Roldán, protagonista de los relatos de Antonio Helú en La obligación de asesinar, “presta sus servicios” a la policía para descubrir atentados, desenmascarar asesinos y atrapar ladrones. Emplea el método psicológico. Podría aseverar, junto al comisario Maigret, que revelan más las reacciones de alguien frente a una afirmación, que sus respuestas a una pregunta específica. Es experto en sacar la sopa, diría él mismo en su lenguaje coloquial, mete hilo para sacar hebra y así se entera de lo necesario para resolver el crimen. Aunque utiliza estrategias y métodos deductivos dignos de Sherlock Holmes y Philo Vance, Roldan es descendiente de Arsenio Lupin, el ladrón creado por Maurice Leblanc: Se interesa en aprehender a los delincuentes, no por un sentido de justicia, sino para apoderarse del botín.
En las cuatro historias protagonizadas por don Teódulo Batanes, Rafael Bernal sigue los pasos de Chesterton. El antropólogo asiste a los crímenes por mera casualidad. No es la inteligencia lo que pone a Batanes tras la pista del asesino, sino su capacidad de escuchar lo que las personas quieren decir y fijarse en detalles aparentemente insignificantes. El antropólogo mexicano, lo mismo que el sacerdote inglés, se considera un instrumento de Dios, pero con un objetivo más modesto: Brown intenta salvar el alma del criminal, Batanes sólo busca que se haga justicia. La variante en las historias de Bernal es que existe siempre la posibilidad de que el crimen quede impune o paguen justos por pecadores.
A esta primera generación de detectives mexicanos pertenecen también Péter Pérez, parodia de Skerlock Holmes, creado por Pepe Martínez de la Vega; Armando H. Zozaya, de María Elvira Bermúdez, y Chucho Cardenas, cuyas historias fueron firmadas por Leo D’Olmo; estos últimos, reporteros aficionados a resolver casos criminales. El rasgo común de esta generación es el sentido del humor con el que miran las peculiaridades del sistema mexicano. Son personajes optimistas, tienen fe en que las cosas mejoren, en que el orden social pueda ser restablecido.

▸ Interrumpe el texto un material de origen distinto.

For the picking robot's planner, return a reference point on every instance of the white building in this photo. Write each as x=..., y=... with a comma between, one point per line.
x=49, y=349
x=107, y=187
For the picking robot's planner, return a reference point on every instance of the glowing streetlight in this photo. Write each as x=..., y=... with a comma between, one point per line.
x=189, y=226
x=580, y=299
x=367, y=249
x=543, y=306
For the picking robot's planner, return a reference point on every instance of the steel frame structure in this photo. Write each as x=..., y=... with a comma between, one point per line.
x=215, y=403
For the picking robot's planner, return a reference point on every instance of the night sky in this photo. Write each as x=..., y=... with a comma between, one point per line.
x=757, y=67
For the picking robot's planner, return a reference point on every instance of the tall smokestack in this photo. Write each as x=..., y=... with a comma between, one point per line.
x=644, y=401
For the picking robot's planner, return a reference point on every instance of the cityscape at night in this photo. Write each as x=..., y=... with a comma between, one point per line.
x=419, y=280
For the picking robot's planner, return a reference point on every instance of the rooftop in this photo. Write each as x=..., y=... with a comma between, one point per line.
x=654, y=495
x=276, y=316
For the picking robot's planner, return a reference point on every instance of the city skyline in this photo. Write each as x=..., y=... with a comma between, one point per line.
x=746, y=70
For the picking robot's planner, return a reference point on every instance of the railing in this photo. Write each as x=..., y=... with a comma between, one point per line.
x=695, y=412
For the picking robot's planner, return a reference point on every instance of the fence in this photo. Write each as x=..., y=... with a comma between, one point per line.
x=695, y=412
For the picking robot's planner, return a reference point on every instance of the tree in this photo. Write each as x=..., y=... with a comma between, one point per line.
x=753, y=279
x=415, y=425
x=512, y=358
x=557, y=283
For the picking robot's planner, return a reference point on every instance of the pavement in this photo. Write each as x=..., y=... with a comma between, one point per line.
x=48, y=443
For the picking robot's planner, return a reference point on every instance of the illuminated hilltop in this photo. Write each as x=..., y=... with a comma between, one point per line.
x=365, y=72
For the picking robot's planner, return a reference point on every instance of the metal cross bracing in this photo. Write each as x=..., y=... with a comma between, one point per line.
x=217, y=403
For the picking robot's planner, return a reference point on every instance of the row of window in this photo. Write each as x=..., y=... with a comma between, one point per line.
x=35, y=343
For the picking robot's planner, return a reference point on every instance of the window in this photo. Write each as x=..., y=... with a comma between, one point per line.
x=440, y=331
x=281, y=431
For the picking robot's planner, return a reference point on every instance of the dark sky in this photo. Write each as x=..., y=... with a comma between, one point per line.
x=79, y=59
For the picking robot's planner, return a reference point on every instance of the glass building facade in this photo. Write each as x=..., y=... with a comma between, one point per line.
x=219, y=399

La segunda generación también se inicia con un personaje de Rafael Bernal, Filiberto García en El complot mongol, publicado en 1969, año en que la fe en el buen funcionamiento del sistema mexicano ya no es tanta. Empieza a sentirse la influencia de Sam Spade y Philiph Marlow, la presencia del desencanto. Más que un policía, Filiberto es un matón a sueldo, no tiene la preparación de los gringos, no lo han enseñado a matar, a los policías mexicanos los contratan porque ya saben, dice. El método empleado es la violencia.
En esta misma tesitura está Héctor Belascoaran Shayne, de Paco Ignacio Taibo II, que inicia sus pesquisas en 1976 con la publicación de Días de combate. Le siguen Ifigenio Causel de Rafael Ramírez Heredia y Vicente Camacho de José Zamora; que hicieron sus primeras apariciones públicas en 1979, con Trampa de metal y El collar de Jessika Rockson, respectivamente.
Esta segunda generación, nacida después de los movimientos del 68 y 71, muestra un país en el que ni siquiera los investigadores de novela son capaces de encontrar algo a lo que pueda llamarse orden social. Siguen la técnica de los detectives duros: rompen algunas reglas y se arrojan, como barras de hierro, contra la maquinaria, pero lejos de hacer saltar el sistema en pedazos son expulsados de él como piezas sobrantes; y el mal, convertido en sistema, sigue su curso.